Much has been written in recent decades about one of Shakespeare’s more controversial characters, Caliban, the native inhabitant of the island that forms the setting of The Tempest, which Shakespeare wrote in 1610-11. Some scholars have viewed this character as a racist assemblage of people that early modern Europeans considered savage and lacking in civilization, an approach fueled by Michel de Montaigne’s c. 1580 essay Des Cannibales (see, for example, A. T. Vaughan’s article, “Shakespeare’s Indian: The Americanization of Caliban,” Shakespeare Quarterly 39.2 (1988)).
Often projected as an allegory for Indigenous enslavement upon the invasion of white people in the Americas, The Tempest exposes several key themes that would later attract criticisms of European settler-colonialism in the twentieth and twenty-first centuries.
Caliban’s grievance resonates with us today in the face of continuing land theft and the quieting of Indigenous voices, most recently witnessed in Australia following the nation’s decision by referendum not to make room for Indigenous representation within government. Yet, one of the limitations of viewing Caliban and Indigenous people as victims is that such portrayals can serve to reinforce racist stereotypes that have historically characterized them as primitive, incapable of looking out for themselves, and in general needing the guidance and support of white people.
Evidently, Caliban, along with most scholarship about this character and his creator, tends to be Eurocentric or western-minded in ways that objectify and “other” Caliban, leaving him unknowable, while in the balance much is known about Shakespeare or even Prospero, who invades Caliban’s island. In part, this is because western readers are probably already familiar with the narrative arc of how the European colonization of what becomes the Global South unfolded, as was Shakespeare when he wrote this play. Whether along racial, ethnic, religious, linguistic, or geographical lines, westerners struggle not to see difference when gazing toward the Global South, or when imagining the early modern transatlantic world.
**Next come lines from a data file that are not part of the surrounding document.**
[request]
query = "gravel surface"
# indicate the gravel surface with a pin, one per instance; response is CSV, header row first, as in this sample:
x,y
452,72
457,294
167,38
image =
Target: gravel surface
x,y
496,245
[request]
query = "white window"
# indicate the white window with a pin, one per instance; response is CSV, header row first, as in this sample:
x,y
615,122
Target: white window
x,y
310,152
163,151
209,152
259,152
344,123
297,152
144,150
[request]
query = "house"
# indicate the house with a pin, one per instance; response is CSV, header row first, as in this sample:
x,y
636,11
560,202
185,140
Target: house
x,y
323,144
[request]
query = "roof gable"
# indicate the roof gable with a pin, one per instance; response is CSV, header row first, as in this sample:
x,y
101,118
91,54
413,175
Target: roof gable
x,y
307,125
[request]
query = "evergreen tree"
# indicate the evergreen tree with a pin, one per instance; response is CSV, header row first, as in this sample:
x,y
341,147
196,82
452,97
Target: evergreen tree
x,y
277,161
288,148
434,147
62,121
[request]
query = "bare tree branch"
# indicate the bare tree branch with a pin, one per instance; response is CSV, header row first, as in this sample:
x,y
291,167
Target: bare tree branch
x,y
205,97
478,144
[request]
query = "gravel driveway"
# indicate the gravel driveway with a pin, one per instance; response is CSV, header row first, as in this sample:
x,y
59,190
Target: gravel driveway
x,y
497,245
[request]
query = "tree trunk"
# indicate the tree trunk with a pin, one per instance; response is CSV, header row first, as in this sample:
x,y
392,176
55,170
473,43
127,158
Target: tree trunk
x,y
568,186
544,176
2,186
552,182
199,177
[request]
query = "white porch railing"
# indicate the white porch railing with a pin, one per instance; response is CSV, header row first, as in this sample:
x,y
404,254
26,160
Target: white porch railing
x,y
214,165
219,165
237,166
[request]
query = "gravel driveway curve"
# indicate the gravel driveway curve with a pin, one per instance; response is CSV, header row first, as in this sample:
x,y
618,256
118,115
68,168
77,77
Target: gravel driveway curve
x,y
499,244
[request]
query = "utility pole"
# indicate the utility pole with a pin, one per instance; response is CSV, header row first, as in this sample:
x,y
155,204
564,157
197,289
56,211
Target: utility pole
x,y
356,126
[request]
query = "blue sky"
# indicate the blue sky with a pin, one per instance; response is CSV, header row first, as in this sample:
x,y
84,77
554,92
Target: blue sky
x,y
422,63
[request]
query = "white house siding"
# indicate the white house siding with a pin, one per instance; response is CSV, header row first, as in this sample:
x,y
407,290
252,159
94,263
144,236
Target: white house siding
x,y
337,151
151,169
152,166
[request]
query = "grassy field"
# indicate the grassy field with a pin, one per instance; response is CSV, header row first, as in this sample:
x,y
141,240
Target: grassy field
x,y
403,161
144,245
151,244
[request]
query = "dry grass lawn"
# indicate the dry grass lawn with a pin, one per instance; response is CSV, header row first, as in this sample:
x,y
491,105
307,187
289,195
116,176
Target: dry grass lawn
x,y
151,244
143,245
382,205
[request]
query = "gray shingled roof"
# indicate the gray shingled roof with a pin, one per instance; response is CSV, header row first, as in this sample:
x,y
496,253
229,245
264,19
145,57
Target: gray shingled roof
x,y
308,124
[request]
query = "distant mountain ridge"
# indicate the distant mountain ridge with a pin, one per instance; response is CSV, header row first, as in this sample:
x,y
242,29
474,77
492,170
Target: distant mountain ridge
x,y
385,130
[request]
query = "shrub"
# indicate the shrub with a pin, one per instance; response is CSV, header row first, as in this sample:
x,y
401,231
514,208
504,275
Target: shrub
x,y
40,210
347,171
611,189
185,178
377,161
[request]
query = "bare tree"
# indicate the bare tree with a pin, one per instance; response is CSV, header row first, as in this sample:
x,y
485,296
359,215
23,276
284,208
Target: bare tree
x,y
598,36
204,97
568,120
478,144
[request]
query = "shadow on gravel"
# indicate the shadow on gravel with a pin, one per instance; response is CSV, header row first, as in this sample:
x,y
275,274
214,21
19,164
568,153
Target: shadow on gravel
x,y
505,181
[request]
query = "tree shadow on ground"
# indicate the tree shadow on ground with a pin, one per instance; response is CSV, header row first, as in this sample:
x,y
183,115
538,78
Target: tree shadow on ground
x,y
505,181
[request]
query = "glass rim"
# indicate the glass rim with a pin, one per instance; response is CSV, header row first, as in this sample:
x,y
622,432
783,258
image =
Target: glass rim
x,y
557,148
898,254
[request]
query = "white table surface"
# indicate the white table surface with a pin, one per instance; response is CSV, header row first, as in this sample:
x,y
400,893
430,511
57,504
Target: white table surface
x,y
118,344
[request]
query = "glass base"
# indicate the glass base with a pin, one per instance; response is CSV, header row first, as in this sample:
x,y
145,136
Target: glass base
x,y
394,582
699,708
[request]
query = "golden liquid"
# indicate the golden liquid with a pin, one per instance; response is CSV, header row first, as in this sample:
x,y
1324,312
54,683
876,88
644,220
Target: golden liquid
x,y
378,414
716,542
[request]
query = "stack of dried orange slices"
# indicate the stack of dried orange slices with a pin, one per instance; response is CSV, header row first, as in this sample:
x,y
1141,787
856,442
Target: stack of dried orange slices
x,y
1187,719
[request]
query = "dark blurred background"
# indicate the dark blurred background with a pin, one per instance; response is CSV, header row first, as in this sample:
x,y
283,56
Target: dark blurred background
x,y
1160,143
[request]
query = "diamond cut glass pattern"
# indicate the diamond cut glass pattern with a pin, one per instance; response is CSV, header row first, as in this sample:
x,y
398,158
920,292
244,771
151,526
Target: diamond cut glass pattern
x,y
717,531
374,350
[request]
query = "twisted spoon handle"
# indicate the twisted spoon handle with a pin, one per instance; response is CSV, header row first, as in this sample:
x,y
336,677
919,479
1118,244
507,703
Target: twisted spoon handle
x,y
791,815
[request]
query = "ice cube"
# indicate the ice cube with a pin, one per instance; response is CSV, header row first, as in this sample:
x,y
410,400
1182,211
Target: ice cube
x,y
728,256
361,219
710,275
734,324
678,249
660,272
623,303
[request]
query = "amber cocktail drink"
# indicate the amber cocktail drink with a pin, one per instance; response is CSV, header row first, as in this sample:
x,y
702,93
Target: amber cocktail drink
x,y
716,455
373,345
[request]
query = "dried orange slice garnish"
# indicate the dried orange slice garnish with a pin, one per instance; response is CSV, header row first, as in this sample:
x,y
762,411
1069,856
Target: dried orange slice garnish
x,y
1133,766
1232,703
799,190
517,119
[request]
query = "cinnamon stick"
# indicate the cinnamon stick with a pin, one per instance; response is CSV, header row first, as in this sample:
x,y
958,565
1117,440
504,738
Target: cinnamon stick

But what if we switched the perspective—how might non-fictional islanders in 1492 have interpreted Columbus and his ships approaching the Caribbean region? And in 1517 when a Spaniard washed up along the Yucatan peninsula—much as Prospero does in The Tempest—how did the Maya with whom he met perceive the Spanish homeland, and what about when Tlaxcalans and Maya eventually travelled to Spain themselves? And how might we realize the degree to which Spain was othered by visitors such as Marie-Catherine d’Aulnoy in her 1690-91 Relation du voyage d’Espagne?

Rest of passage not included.